Private residential property Landlords in the UK are optimistic about future buy to let sector prospects as demand for rented properties soars.
Half of landlords, 49%, think it is a good time to invest, while just 1% believes now is a good time to reduce their portfolios, according to the latest survey from LSL Property Services.
It says that high rents mean rates would need to rise by 3.25% for the cost of average buy to let tracker mortgage to exceed current rental income and 68% of landlords expect tenant demand to grow in the next 12 months.
It also points out that mortgage finance remains the biggest obstacle for landlords, as 54% find it harder than a year ago although there are signs of improvement. Some 185,600 fewer first time buyers have entered the property in the last 12 months compared to the level before the downturn and the vast majority are remaining in the private rental sector instead. As a result, in the past three months, 52% of landlords have seen a rise in tenant demand.
‘Optimism among landlords is not only buoyant, but also increasing. Soaring rents and climbing demand from frustrated first-time buyers are not only making buy to let an attractive proposition for new property investors but are encouraging existing landlords to grow their holdings before property prices increase once more,’ said David Newnes, estate agency managing director for LSL Property Services, owners of Your Move and Reeds Rains.
Increasing rental income has improved financial security for long-term investment. The report indicates that rents now equal their all time high of £692 per month. As a result, landlords with mortgage finance have an average of £274 in rental income a month after mortgage payments, some £3,288 per year. The report says that this means that even if interest rates increase by 3.25%, landlords’ current rental income would be big enough to absorb the increase in the cost of a tracker mortgage on the average buy to let property.
‘Following the winter downturn, rising rental incomes are adding an increasing financial buffer for landlords. Landlords are taking a healthy sum once the mortgage has been paid each month. Many are taking the opportunity to either pay down their mortgage or expand their portfolio or are using the opportunity to build slush funds for rainy days or future higher mortgage costs. With the Bank Rate forecast to remain below 2% until at least the end of next year, landlords can expect to see rental payments rise without facing the burden of higher mortgage payments,’ explained Newnes.
However, the principal obstacle to expanding the private rental sector is ongoing mortgage finance constraints. Some 54% of landlords who have recently attempted to raise mortgage finance think it is more difficult to secure than a year ago. Some 48% of landlords who bought property in the past year were cash buyers.

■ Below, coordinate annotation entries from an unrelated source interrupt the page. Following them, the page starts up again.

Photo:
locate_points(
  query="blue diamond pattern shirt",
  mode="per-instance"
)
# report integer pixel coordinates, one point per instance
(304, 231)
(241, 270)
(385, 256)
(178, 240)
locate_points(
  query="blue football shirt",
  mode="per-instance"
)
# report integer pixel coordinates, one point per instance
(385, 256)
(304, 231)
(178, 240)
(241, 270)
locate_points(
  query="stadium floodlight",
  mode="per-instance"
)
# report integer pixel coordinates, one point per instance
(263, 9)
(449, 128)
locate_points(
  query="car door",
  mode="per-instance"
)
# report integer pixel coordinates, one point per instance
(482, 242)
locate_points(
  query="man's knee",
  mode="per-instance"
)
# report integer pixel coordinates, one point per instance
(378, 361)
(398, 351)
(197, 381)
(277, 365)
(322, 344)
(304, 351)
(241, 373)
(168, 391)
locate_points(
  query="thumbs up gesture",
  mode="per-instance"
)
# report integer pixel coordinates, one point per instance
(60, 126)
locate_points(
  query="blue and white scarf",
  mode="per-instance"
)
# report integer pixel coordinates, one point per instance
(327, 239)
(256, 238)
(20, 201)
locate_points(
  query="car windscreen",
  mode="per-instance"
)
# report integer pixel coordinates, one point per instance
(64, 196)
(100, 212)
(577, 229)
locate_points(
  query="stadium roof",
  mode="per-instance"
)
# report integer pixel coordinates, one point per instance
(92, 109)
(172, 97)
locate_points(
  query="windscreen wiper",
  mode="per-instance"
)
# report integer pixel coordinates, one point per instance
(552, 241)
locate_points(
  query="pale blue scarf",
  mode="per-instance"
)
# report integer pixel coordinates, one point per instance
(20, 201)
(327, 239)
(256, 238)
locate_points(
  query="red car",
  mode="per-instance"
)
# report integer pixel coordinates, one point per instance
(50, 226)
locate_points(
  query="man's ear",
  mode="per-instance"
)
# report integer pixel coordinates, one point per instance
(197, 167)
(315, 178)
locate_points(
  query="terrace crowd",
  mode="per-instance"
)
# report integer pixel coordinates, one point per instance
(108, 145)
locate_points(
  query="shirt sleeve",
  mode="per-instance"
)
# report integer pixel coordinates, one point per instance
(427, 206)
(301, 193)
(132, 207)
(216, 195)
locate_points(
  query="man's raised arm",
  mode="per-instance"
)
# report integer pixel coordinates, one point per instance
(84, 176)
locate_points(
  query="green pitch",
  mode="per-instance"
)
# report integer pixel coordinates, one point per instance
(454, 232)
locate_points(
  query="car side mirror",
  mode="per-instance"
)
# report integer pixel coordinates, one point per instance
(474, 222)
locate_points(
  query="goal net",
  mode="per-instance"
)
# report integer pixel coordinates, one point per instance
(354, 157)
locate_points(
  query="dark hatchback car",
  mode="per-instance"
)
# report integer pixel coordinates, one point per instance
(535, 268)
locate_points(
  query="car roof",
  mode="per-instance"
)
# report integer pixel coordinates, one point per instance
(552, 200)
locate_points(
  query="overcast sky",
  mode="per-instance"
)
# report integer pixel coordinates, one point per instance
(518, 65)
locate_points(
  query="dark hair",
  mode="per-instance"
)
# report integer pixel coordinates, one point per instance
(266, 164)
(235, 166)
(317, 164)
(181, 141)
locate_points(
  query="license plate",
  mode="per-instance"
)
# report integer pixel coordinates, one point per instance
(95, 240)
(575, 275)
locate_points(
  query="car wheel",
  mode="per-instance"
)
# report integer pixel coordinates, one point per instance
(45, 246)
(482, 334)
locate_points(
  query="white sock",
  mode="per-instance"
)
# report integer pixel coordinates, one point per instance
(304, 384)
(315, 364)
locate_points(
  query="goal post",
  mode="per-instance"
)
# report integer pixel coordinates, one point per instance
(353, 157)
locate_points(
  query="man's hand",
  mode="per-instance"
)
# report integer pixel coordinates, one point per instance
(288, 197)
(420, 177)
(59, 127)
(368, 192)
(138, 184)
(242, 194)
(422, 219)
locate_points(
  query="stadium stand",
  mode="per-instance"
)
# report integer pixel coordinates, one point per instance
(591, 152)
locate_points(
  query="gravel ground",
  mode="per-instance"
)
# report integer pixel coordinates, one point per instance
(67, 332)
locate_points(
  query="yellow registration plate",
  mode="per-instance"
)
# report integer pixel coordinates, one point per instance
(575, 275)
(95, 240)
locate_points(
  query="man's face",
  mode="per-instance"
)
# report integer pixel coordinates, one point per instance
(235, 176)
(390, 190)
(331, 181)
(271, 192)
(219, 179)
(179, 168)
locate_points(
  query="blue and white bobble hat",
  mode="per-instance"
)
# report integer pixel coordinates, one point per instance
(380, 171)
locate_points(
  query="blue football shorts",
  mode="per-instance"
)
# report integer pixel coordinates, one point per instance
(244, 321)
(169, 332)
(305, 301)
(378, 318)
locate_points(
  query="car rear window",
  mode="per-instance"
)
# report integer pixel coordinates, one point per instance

The survey suggests though that there is some evidence that this situation may be starting to ease, with an increased number of new buy to let products on the market in recent weeks. As a result, while just 8% of landlords who recently secured a mortgage believe it is easier to obtain mortgage finance now than a year ago, this is an increase from the 5% of landlords who said the same a year ago.
‘The buy to let mortgage market is not going to spring back to its pre-downturn level in the foreseeable future, but there are signs that it is picking up slightly for investors. There is still a chronic lack of supply of rental homes, and it is crucial that lending criteria loosen to encourage professional investors into the market to grow the private rental sector,’ added Newnes.